L’UPM, un tremplin
pour la coopération Nord-Sud
C’est le 13 juillet que se tiendra à Paris le sommet de
l’Union pour la Méditerranée regroupant les pays de
l’Union européenne et ceux de la Méditerranée-Sud,
l’Egypte devant être représentée par le président Hosni
Moubarak. Il s’agit d’un projet qui a pour vocation
d’être le cœur et le moteur de la coopération en
Méditerranée et pour la Méditerranée. Il est issu du
Processus de Barcelone, un concept proposé par le
président français Nicolas Sarkozy en 2007 avant d’être
présenté à l’ensemble des pays riverains de la
Méditerranée. L’« Appel de Rome » du 20 décembre 2007,
lancé par les chefs d’Etat et de gouvernement italien,
espagnol et français, formalise cette initiative en
invitant l’ensemble des chefs d’Etat et de gouvernement
des pays riverains de la Méditerranée et des pays de
l’Union européenne, à se réunir lors de ce sommet. Il
devrait permettre de définir une vision commune et les
contours des projets qui seront mis en œuvre dans
l’espace méditerranéen. Le président Hosni Moubarak est
aussi favorable au projet. Les milieux politiques,
intellectuels et universitaires égyptiens se montrent
intéressés. Un parlementaire égyptien Mohamad
Aboul-Einein,
membre du PND, est le chef de la commission des Affaires
économiques, financières, sociales de l’UPM.

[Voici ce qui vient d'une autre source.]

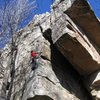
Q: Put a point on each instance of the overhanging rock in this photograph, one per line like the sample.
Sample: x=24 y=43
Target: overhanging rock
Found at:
x=83 y=16
x=73 y=42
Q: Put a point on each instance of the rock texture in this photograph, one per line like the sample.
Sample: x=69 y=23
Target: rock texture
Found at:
x=69 y=62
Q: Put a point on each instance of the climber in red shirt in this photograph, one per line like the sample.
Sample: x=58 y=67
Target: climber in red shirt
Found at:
x=35 y=57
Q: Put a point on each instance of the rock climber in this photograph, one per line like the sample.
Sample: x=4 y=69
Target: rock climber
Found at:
x=35 y=57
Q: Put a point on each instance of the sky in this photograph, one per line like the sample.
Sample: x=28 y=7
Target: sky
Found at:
x=95 y=4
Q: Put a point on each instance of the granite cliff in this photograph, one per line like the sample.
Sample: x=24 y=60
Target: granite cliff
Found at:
x=68 y=67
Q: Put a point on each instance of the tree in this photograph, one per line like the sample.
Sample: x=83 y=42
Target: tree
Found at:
x=12 y=15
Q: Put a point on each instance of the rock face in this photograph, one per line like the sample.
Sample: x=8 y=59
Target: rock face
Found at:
x=69 y=56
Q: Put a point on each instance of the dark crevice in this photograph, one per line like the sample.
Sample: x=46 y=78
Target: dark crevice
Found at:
x=40 y=97
x=69 y=78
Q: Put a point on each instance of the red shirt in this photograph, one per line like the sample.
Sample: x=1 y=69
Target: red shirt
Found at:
x=34 y=54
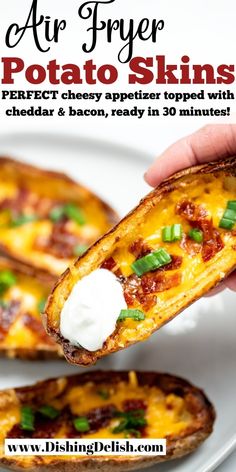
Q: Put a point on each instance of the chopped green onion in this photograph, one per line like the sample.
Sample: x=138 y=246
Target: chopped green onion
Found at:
x=80 y=249
x=56 y=214
x=231 y=205
x=74 y=213
x=7 y=280
x=151 y=261
x=104 y=394
x=230 y=215
x=41 y=305
x=196 y=234
x=49 y=412
x=226 y=224
x=81 y=424
x=70 y=210
x=131 y=420
x=27 y=418
x=136 y=315
x=172 y=233
x=22 y=220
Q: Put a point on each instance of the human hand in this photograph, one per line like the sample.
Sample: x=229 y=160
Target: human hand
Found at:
x=210 y=143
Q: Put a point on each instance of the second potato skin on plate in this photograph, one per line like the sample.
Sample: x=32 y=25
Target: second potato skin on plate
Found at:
x=203 y=253
x=109 y=405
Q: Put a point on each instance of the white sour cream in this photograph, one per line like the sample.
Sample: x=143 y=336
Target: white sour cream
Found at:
x=90 y=313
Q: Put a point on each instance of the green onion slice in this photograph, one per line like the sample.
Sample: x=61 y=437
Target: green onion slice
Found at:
x=226 y=224
x=7 y=280
x=70 y=210
x=49 y=411
x=27 y=418
x=196 y=234
x=56 y=214
x=151 y=261
x=172 y=233
x=81 y=424
x=136 y=315
x=74 y=213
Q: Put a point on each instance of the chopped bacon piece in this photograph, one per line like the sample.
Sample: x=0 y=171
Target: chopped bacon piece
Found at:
x=197 y=217
x=8 y=315
x=158 y=282
x=176 y=262
x=139 y=248
x=36 y=326
x=191 y=211
x=134 y=404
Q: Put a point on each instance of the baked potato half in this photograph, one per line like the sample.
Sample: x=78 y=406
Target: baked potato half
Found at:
x=111 y=405
x=174 y=247
x=23 y=294
x=47 y=219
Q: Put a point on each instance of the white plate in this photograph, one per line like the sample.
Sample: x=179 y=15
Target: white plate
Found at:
x=200 y=345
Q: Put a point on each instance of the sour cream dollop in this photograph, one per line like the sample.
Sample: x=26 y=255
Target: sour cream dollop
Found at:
x=90 y=313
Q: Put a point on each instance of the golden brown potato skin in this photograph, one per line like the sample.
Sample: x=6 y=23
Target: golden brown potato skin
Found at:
x=97 y=254
x=41 y=350
x=55 y=186
x=201 y=408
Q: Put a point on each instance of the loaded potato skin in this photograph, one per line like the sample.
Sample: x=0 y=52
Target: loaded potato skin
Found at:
x=23 y=294
x=118 y=405
x=46 y=219
x=174 y=247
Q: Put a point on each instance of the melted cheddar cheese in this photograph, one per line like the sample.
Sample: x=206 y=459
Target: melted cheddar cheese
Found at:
x=212 y=194
x=23 y=331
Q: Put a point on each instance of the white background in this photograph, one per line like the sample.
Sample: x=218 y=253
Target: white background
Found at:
x=204 y=30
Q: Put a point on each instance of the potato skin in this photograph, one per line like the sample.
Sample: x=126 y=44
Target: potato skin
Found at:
x=96 y=254
x=177 y=447
x=51 y=351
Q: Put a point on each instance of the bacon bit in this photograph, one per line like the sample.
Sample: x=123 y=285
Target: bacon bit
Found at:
x=197 y=217
x=190 y=246
x=100 y=417
x=158 y=282
x=134 y=404
x=8 y=315
x=191 y=211
x=111 y=264
x=60 y=243
x=212 y=246
x=139 y=248
x=36 y=326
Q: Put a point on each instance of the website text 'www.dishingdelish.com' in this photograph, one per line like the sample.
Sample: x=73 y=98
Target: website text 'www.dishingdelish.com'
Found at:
x=85 y=447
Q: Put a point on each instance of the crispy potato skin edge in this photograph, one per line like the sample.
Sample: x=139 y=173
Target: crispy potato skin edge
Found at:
x=52 y=352
x=176 y=449
x=30 y=171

Ce qui compte à présent, c’est que ce lancement
permettra de mettre en œuvre un système de coopération
en faveur de tous. Il s’est avéré jusqu’à présent que
toutes les crises politiques et économiques dans le
monde résultent en fait du fossé entre les pays
superdéveloppés et ceux
encore en croissance. Comme le soulignent les
spécialistes, la valeur ajoutée de l’Union pour la
Méditerranée devrait résider d’abord dans l’élan
politique qu’elle devrait donner à la coopération autour
de la Méditerranée et à la mobilisation des sociétés
civiles, des entreprises, des collectivités locales, des
associations et des ONG.
Des secteurs prioritaires de travail sont d’ores et déjà
été évoqués. Ils pourraient recouvrir l’environnement,
l’énergie renouvelable, la protection civile,
l’enseignement, la formation, la culture. Les questions
liées au financement de ces projets, mais aussi
favorisant le développement économique dans la rive sud.
Une question vitale en quelque sorte. C’est cette parité
qui résoudrait les problèmes conflictuels et notamment
ceux de l’immigration.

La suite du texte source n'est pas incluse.